Day 5 part deux at the Masseria Montenapoleone

Temperatures have been reaching 30 deg+ over the past couple of days, interspersed with the odd thunderstorm which clears the air nicely!

Following the cookery lesson today I had a couple of treats in store. Ostuni Oleificio Cooperative is an Olive Oil producing co-operative based in Ostuni, and was the 1st stop on our early evening agenda. The co-operative was formed on 11th June 1959 and consisted of 20 members. Today that number has increased to 400 members cultivating 3800 hectares of land and producing 40,000 ‘quintals’ of olives a year of which 6,500 is olive oil, 5,000 is extra virgin and 800 is DOP (Protected Denomination of Origin).  The have trees in they co-operative that are over 1,500 years old!

Veronica, my superb guide and interpreter had arranged a tasting once we finished the tour and it was interesting the process of tasting olive oil. We were informed that the tip of the tongue picks up the sweet notes, the sides of the mouth, the floury notes and the back of the throat, the spice. Using a similar method to wine tasting, sucking the oil into your mouth with a load of air, you really did get the three sensations in a much more intense way, of the four we testing particular hit the back of the throat with an intense pepperyness, WOW!

Following the Olive Oil factory we continued to the old part of Ostuni and as the sun was low in the sky, the buildings took on an immense deep orange colour which was really beautiful.

Highlights included the statue dedicated to St.
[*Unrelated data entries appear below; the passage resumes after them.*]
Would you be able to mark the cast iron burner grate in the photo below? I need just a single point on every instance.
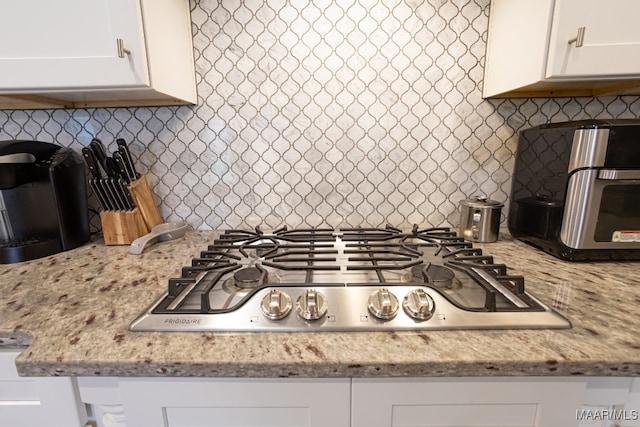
(347, 279)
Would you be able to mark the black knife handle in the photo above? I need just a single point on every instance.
(97, 190)
(126, 155)
(122, 167)
(90, 158)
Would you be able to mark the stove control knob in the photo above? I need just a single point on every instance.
(276, 305)
(418, 304)
(311, 305)
(383, 304)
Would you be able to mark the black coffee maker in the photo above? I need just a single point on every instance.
(43, 200)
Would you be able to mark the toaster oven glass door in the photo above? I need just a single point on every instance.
(602, 210)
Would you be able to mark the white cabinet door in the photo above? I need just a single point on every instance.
(611, 42)
(233, 402)
(30, 402)
(71, 44)
(468, 402)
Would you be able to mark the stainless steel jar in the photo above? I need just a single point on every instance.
(480, 219)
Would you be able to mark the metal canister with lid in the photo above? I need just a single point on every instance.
(480, 219)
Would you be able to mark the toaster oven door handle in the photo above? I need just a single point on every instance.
(619, 174)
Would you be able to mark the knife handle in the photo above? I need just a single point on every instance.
(123, 148)
(122, 167)
(91, 161)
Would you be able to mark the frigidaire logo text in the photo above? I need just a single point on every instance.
(179, 321)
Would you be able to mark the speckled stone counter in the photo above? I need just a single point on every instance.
(70, 313)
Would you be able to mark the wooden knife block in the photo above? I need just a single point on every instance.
(123, 227)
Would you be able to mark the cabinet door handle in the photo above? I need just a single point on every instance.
(579, 38)
(121, 49)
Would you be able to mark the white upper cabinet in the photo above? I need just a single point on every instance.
(562, 48)
(75, 53)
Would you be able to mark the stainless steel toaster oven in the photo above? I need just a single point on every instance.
(576, 189)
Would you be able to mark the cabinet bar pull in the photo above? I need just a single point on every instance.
(579, 38)
(121, 49)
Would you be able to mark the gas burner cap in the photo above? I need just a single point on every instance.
(248, 277)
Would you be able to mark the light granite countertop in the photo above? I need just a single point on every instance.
(70, 313)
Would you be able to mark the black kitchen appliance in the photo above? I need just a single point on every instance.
(43, 200)
(576, 189)
(347, 279)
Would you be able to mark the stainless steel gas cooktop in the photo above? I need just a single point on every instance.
(359, 279)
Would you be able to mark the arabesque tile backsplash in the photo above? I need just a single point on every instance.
(338, 113)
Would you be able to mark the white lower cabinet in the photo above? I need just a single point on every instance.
(228, 402)
(364, 402)
(35, 402)
(448, 402)
(321, 402)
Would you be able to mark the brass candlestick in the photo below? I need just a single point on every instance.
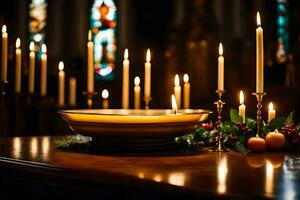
(147, 102)
(259, 97)
(219, 104)
(89, 97)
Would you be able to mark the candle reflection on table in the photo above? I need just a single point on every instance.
(34, 148)
(17, 148)
(222, 174)
(269, 178)
(177, 178)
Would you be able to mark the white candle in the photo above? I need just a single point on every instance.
(61, 84)
(177, 91)
(221, 68)
(125, 90)
(174, 104)
(186, 92)
(44, 71)
(105, 102)
(72, 91)
(271, 112)
(4, 54)
(259, 57)
(137, 93)
(147, 89)
(90, 64)
(242, 107)
(18, 76)
(31, 68)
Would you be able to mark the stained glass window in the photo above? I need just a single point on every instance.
(103, 25)
(37, 23)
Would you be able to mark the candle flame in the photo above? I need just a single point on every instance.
(242, 98)
(148, 56)
(44, 48)
(186, 78)
(90, 35)
(105, 94)
(31, 46)
(4, 29)
(176, 80)
(137, 81)
(174, 104)
(258, 19)
(271, 106)
(18, 43)
(126, 54)
(61, 66)
(220, 49)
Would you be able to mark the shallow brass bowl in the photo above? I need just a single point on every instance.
(133, 126)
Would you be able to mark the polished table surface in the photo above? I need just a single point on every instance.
(269, 175)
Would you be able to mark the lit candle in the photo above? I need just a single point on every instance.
(44, 71)
(137, 93)
(90, 64)
(18, 66)
(61, 84)
(125, 94)
(177, 91)
(31, 68)
(271, 112)
(105, 102)
(186, 92)
(259, 57)
(147, 89)
(174, 104)
(72, 91)
(242, 107)
(4, 54)
(221, 68)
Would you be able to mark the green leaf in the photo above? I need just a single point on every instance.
(290, 118)
(235, 117)
(277, 123)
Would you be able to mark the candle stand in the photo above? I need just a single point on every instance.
(147, 102)
(89, 97)
(219, 104)
(259, 97)
(3, 86)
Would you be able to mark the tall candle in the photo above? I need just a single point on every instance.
(177, 91)
(271, 112)
(137, 93)
(4, 54)
(90, 64)
(72, 91)
(31, 68)
(61, 84)
(242, 107)
(18, 76)
(105, 102)
(259, 57)
(186, 92)
(44, 71)
(221, 68)
(147, 89)
(125, 90)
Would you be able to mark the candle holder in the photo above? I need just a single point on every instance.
(89, 96)
(3, 86)
(147, 102)
(259, 98)
(219, 104)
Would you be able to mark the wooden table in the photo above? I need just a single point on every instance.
(32, 166)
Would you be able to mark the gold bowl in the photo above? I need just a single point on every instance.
(132, 127)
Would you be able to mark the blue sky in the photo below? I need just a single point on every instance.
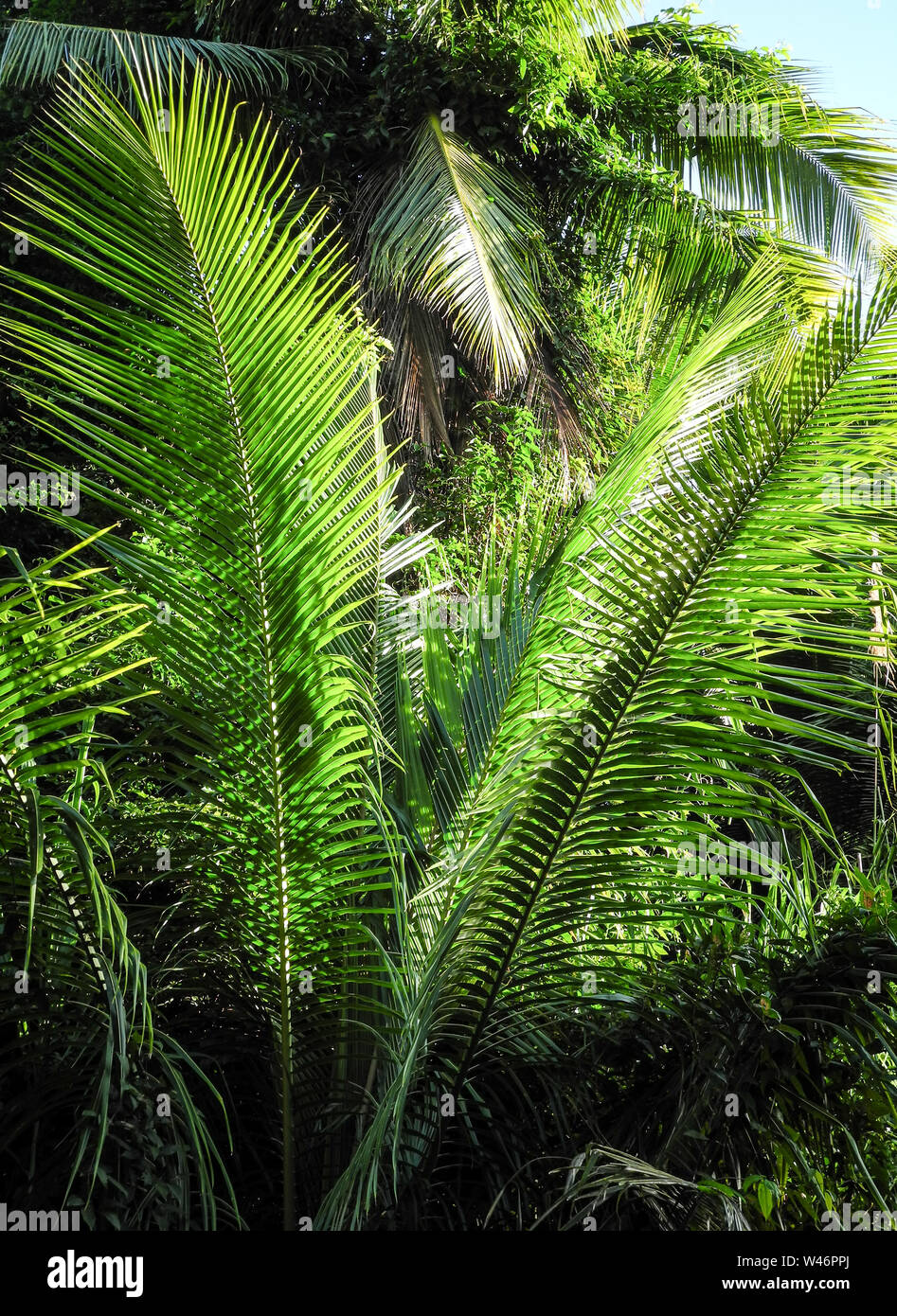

Oronzo. a baroque column made out of solid limestone in 1771 by an architect called Giuseppe Greco the La Cattedrale (Cathedral), and the still remaining walls of the town built in 1350.
Ostuni is a magical place steeped in history, if you get the chance please come and visit, the best time is definitely late in the evening when the sun is softer and a more intense orange (its also cooler)!

Dinner this evening was by the sea in Savelletri which is not far from Fasano, at La Taverna D’umberto. I thought i was getting used to the considerable marathon that is eating Italian meals but i was proved wrong.  The anti pasti consisted of the following;

  • Burrata
  • Mozzarella
  • Insalata Di Mari
  • Insalati Di Polpo
  • Carpaccio Di Melanzana
  • Cozze Ripiene
  • Salamonata
  • Alici Marinate

Phew! My good friend Angelo, who had taken me to the restaurant suggested a fish based pasta dish for a main course but after all that I had eaten that day, we shared a ‘Fritto Misto’ of various fish, squid, prawns etc.

One of the anti pasti was so seriously tasty we went to ask the chef how is was prepared. The ‘Carpaccio Di Melanzana’ is a simple dish made of aubergine, cured like a ceviche. Prepare a mixtures of 75% Vinegar to 25% Olive Oil and some salt. Remove the  skin of the Aubergine, slice as thin as you can on a mandolin,  and quickly place in the curing liquid for 20 sec’s on one side, and then 20 sec’s on the other. Remove from the liquid and place on a place with some fresh mint. To serve place on a plate with a drizzle of olive oil, but leave the mint.

Tomorrow morning I am of to a cheese factory which I m really looking forward too, and then a walk around the historic center of Fasano.

Thanks Angelo and my ‘hippy chick’ guide Veronica for a fantastic day once again.